İstanbul Anadolu 6. İcra Dairesi’nin—— Esas sayılı takip dosyasının incelenmesinde; dosyamız davacısı tarafından davalısı aleyhine —-TL asıl alacak ve —- TL işlemiş faiz üzerinden ilamsız icra takibi yapıldığı, davalı tarafça süresi içerisinde yapılan itiraz üzerine takibin durduğu, eldeki davanın yasal süresi içerisinde açıldığı görülmüştür.

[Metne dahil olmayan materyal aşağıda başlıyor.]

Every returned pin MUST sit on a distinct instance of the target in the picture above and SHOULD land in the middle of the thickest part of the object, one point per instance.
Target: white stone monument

Davacı tanığı … talimat ile alınan yeminli beyanında özetle; nakliye işi ile uğraştığını, davacının pastane işi ile uğraştığını, yaklaşık bir yıl evvel——— bulunan bir firmaya pastane makinesi karşılığında para gönderdiklerini söyleyerek makineleri gidip teslim almalarını istediğini, —— karşı tarafın numarasını verdiğini ve bir iki kez aradığını, görüştüğü kişinin ilk aradığında yurt dışında olduğunu, o gün için gelmemesi gerektiğini söylediğini, 15 gün sonra aradığında da bulundukları yerin inşaat halinde olduğunu ve araba girmez, gelmeyin dediğini ifade etmiştir.
Davacı tanığı … talimat ile alınan yeminli beyanında özetle; davacı şirkette imalat bölümünde çalıştığını, davalı şirketin davacıya bir tane —– makine satıp teslim ettiğini, davacının makineyi beğendiğini ve davalıya—— makinesi siparişi verdiklerini, parasını ödediklerini, ancak karşı taraf malı teslim etmediğini, telefon trafiği yaşandığını, davalı adına görüştükleri bayanın sürekli hastayım, yurt dışındayım, yeni geldim yorgunum, müsait değilim gibi bahanelerle malı teslim etmekten kaçındığını ifade etmiştir.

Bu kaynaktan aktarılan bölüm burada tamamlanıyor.